Fomos acostumados a ouvir que se tratou de um “jovem rico”. O texto, porém, não diz que foi um jovem, mas “um tal”, “alguém”. Quando ele diz: “Desde a minha juventude, observei os mandamentos”, isso dá a entender que já não era mais uma pessoa jovem. Esse “alguém”, sem nome, que se interroga sobre o objetivo mais importante da existência, que é “ganhar a vida eterna”, pode ser cada um de nós. O foco dessa narrativa do Evangelho é a dificuldade para entrar no reino de Deus, por causa das coisas que atrapalham ou impedem de alcançar a vida eterna.

Esse tal já observava os mandamentos, o que é a via essencial para entrar na vida eterna. Mas pode não bastar, quando essa observância não representa uma verdadeira atitude da escolha de Deus. Observar os mandamentos, mas permanecer centrados em nós mesmos, no egoísmo, na vaidade de uma “autoperfeição”, ou na pretensão de “conquistar o céu” por conta própria, poderiam ser tentações perigosas. E parece que foi justamente o problema desse “alguém”, que procurou Jesus, com tanta alegria, mas foi embora triste, permanecendo fechado em si mesmo.
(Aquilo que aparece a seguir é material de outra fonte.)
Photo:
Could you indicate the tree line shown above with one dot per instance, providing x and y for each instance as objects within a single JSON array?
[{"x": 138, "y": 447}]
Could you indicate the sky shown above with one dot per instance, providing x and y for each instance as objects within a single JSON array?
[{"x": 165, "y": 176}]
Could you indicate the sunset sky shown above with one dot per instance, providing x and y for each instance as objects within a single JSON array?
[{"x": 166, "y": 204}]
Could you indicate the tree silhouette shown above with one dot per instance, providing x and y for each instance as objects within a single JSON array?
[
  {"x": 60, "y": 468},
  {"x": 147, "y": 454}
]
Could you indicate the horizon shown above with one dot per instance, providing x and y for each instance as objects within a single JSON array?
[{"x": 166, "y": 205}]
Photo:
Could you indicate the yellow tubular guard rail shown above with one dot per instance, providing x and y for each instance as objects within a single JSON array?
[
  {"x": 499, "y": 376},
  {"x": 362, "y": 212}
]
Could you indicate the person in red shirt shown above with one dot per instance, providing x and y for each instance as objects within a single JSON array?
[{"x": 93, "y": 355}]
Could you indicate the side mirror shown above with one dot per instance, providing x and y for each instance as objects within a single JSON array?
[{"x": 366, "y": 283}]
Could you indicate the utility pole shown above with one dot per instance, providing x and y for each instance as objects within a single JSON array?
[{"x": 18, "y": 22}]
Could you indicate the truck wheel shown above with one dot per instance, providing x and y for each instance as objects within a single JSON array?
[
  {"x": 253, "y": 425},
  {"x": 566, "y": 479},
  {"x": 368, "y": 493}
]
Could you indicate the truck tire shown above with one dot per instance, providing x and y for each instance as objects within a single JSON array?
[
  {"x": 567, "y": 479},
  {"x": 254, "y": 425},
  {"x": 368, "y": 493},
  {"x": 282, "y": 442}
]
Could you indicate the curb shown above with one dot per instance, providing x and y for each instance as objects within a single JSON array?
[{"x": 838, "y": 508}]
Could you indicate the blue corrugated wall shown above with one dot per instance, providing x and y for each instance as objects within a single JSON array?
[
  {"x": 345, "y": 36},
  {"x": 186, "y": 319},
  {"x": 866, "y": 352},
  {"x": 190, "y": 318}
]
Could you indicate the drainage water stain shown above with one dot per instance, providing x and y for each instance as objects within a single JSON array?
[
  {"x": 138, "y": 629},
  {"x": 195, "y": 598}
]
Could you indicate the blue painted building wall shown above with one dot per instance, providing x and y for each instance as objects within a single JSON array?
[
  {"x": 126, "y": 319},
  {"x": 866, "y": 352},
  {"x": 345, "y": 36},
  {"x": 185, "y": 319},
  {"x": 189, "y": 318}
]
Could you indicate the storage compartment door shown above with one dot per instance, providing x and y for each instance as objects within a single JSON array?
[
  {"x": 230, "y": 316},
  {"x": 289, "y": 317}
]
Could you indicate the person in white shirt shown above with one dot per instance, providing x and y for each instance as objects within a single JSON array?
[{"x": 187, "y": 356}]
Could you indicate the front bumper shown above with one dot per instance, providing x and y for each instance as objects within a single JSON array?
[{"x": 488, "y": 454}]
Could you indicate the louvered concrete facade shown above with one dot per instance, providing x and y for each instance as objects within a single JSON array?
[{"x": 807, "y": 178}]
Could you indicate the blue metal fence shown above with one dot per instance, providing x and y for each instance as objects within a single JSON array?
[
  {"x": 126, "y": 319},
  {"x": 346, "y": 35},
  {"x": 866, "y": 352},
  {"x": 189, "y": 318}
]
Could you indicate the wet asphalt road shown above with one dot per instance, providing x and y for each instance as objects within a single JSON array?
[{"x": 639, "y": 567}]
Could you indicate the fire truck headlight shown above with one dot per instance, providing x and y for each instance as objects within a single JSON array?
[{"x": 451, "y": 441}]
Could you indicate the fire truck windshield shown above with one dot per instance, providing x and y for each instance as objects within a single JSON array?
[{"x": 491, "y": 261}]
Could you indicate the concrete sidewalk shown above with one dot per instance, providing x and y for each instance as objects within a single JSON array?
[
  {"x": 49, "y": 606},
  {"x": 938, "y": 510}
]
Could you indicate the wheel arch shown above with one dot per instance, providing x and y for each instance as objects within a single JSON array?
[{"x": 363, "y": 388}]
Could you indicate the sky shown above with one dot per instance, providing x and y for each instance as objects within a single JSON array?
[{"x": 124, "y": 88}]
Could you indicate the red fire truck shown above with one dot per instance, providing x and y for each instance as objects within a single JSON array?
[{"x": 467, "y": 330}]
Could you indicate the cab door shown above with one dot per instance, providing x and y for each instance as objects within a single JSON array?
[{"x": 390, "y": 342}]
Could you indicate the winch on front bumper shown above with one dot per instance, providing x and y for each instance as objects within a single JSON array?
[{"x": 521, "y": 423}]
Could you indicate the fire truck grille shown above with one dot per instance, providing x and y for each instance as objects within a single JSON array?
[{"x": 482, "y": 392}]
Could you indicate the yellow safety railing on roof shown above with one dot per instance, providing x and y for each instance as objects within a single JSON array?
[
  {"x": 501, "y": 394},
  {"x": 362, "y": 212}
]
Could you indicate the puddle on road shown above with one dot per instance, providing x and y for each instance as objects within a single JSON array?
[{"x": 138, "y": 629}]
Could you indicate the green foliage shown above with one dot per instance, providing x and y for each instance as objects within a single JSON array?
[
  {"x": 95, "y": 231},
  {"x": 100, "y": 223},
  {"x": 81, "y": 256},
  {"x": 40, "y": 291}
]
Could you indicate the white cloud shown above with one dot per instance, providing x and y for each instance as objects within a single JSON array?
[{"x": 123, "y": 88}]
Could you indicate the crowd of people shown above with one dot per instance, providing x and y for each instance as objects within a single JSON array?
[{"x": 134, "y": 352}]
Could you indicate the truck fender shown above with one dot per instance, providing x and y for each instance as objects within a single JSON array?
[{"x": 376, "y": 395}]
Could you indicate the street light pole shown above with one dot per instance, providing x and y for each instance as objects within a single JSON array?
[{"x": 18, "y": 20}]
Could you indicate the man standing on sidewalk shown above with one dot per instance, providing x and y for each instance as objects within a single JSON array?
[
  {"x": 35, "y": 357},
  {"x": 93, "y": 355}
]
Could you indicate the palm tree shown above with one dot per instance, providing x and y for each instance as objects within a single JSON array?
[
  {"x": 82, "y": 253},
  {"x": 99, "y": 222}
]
Jesus o havia convidado a dar um passo libertador: a desfazer-se dos seus bens em benefício dos pobres e segui-Lo, como os apóstolos. Poderia ter-se tornado um dos apóstolos, conhecidos até hoje. Mas não foi capaz de fazer o que eles fizeram: “Deixando tudo, seguiram Jesus” (cf. Mc 1,16-20). Ele permaneceu “um tal”, sem nome.

Jesus comenta a cena para seus discípulos: “Como é difícil, para os ricos, entrar no Reino de Deus!” Por qual motivo? Por causa do interesse e da vida centrada mais nos bens do que em Deus e nos bens do seu Reino. Aqui está a questão de fundo: trata-se de escolher Deus, acima de tudo, e não trocar essa escolha por nada neste mundo. Nada vale mais do que Deus e os bens do seu Reino. Os discípulos ficam perplexos e perguntam a Jesus: “Se é assim, quem pode salvar-se?” Jesus os tranquiliza, dizendo: isso é difícil para todos, e não apenas para os ricos. Essa escolha radical por Deus é difícil mesmo e até “impossível aos homens”, mas “não para Deus”. Ou seja, com a ajuda da graça de Deus, é possível fazer e refazer essa escolha ao longo da vida, quantas vezes for necessário. Aliás, isso vale não apenas em relação aos bens materiais, mas a tudo na vida. A escolha fundamental é trabalho para toda uma vida, com o auxílio da graça de Deus.

Essa passagem do Evangelho trata da questão central e decisiva na vida de todos: a salvação eterna. Esse é o grande objetivo da vida neste mundo. Tudo o mais precisa contribuir para isso ou pode atrapalhar para alcançar esse objetivo. De fato, não somos nós que damos a salvação a nós mesmos, mas a recebemos de Deus. Mas como recebê-la, se na vida não escolhemos a Deus em primeiro lugar? Não somos nós que nos salvamos sozinhos, nem com nossas riquezas, nem com nossa fama ou com outras vaidades, que nos poderiam dar uma falsa segurança, como se não precisássemos de Deus. O apego aos bens, certamente, pode ser um problema maior, quando os bens alimentam uma atitude de soberba e autossuficiência, tornando-se senhores e mandando na vida de quem os possui, levando a colocar até mesmo Deus em segundo ou terceiro plano. Jesus deixou isso claro na parábola do rico e do pobre Lázaro (cf. Lc 16,19-31).

Mas não apenas as riquezas atrapalham: a observância dos mandamentos é o caminho válido para todos, e a vida contrária aos mandamentos também não leva para Deus. Por isso, precisamos pedir todos os dias a ajuda de Deus para reconhecer o bem que devemos fazer e ter a força de praticá-lo, com perseverança. Difícil, sim, mas não impossível.